Am nächsten Morgen erwache ich vom Geräusch der Kühe, da diese samt Kälbern über das Areal der Ranch streifen. Die Sonne lacht und es erwartet mich ein Tagesritt in die Weite der Natur Montanas. Doch zuerst das Frühstück in der Hauptlodge: Jeden Tag ein wenig anders, heute mit Tomaten, Scones mit Füllung, Früchten etc.

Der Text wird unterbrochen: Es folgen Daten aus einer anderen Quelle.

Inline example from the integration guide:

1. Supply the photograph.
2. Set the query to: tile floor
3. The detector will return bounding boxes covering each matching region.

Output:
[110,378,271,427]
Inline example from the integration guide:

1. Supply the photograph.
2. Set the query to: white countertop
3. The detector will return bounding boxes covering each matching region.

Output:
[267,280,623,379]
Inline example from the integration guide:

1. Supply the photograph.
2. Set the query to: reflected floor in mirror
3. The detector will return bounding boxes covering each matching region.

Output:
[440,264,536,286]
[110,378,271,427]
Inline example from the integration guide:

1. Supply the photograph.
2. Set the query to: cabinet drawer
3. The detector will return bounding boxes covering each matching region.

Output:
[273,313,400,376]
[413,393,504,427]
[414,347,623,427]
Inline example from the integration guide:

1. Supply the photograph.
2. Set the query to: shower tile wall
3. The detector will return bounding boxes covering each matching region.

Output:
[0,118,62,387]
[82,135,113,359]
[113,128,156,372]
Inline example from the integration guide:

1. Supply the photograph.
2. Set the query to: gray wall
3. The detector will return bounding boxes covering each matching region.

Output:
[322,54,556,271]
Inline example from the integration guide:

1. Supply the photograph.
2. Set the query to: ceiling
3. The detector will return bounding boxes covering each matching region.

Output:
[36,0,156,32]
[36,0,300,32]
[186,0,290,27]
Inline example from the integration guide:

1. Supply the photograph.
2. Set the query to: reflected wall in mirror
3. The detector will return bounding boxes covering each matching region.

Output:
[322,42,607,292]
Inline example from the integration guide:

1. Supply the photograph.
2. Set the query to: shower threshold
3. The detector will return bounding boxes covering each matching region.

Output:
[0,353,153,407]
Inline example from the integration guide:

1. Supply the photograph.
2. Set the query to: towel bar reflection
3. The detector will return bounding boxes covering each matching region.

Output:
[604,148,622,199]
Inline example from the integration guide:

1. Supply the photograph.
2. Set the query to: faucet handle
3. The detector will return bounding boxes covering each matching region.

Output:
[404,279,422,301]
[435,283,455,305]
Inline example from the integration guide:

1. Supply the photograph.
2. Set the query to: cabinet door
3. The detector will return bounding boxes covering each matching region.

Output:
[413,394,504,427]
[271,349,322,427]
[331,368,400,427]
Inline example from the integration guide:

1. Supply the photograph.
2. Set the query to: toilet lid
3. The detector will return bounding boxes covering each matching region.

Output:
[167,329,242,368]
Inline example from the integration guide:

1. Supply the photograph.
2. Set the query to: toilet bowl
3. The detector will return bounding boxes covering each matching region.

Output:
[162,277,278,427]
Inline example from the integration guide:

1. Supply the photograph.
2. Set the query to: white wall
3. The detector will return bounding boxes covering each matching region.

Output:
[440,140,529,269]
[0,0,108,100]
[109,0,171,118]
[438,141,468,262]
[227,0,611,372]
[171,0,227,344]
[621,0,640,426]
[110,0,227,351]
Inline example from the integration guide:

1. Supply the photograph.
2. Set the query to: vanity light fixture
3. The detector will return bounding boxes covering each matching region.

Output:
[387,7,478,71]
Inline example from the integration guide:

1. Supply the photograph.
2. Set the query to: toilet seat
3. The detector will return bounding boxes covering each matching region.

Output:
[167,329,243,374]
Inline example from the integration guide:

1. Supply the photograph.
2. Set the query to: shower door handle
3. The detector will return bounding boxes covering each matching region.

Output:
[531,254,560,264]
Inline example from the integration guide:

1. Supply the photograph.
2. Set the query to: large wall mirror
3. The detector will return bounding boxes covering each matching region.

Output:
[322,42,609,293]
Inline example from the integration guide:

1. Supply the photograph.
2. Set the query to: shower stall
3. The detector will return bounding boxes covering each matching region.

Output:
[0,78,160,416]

Um 9 Uhr ist Treffpunkt am Pferdetrailer an der Hauptlodge. Unsere Pefrde sind bereits verladen und wir fahren die kurze Strecke zum Ausgangspunkt des Tagesritts ca. 15 min. (was sehr kurz ist für amerikanische Verhältnisse!). Dann geht es endlich in den (Western-) Sattel. Ich habe den Braunen Mister B. , der viel Spass bereitet beim Reiten. Mit zwei Guides geht es los. Uns erwartet eine große Schleife um die Berge und teils über sie hinweg, daher geht es auch nach kurzer Zeit leicht, aber stetig bergan. Zwischendrin einige Fotostopps und kurze Pausen, an denen man immer wieder diese grandiosen Aussichten geniessen kann. So eine Weite mit Bergen (zwei Ketten, die Crazy Mountains und die Castle Mountains), dazwischen eine Prarieebene wie in einem Cowboyfilm. Daran kann man sich einfach nicht satt sehen! Ich geniesse den Ritt, der von Sonne begleitet wird. Einige Galoppstrecken sind möglich dabei kann jeder selbstständig galoppieren oder auch nur traben oder Schritt gehen wie man möchte. Die Pferde rennen nicht einfach hinterher.
Noch über eine Blumenwiese, dann erreichen wir den Ort für unser Satteltaschenpicknick. Das Sandwich hat sich jeder nach Belieben selbst belegt und auch allerlei Obst, Gemüse, Chips, Müsliriegel standen zur Auswahl. Die Pferde geniessen ihre Pause im Schatten eines Baumes angebunden, bevor es wieder in den Sattel geht. Das Reittempo ist jetzt Schritt, da das Gelände bergab führt mit kleinen Wasserlaufquerungen bis zur Jagdhütte des vorigen Abends. Dort gibt es noch eine kleine Pause, in der die Wasserflaschen aufgefüllt werden können, dann geht es auch das letzte Stück entspannt zurück zum Trailer. Nun geht es zurück zur Ranch, wo wir die Pferde versorgen und auf die heimische Weide lassen. Nach dem Wälzen laufen sie zu den Freunden in der Herde. Platz ist hier genug!
Das Abendessen wird um 19 Uhr serviert, davor trifft man sich bei frischer Limonade und einem Aperitif. Nudeln, Gemüse, Fleisch gehen einem frischen Früchtesorbet voran. Im Anschluss sitzt die Gruppe noch lange auf der Terrasse zusammen und auch das Lasso wird am Cattle „Dummy“ noch einmal geschwungen – so klingt dieser Tag perfekt aus.
Nach dem Frühstück heisst es leider Abschied nehmen und ab nach Billings, wo ich meine Heimreise antrete.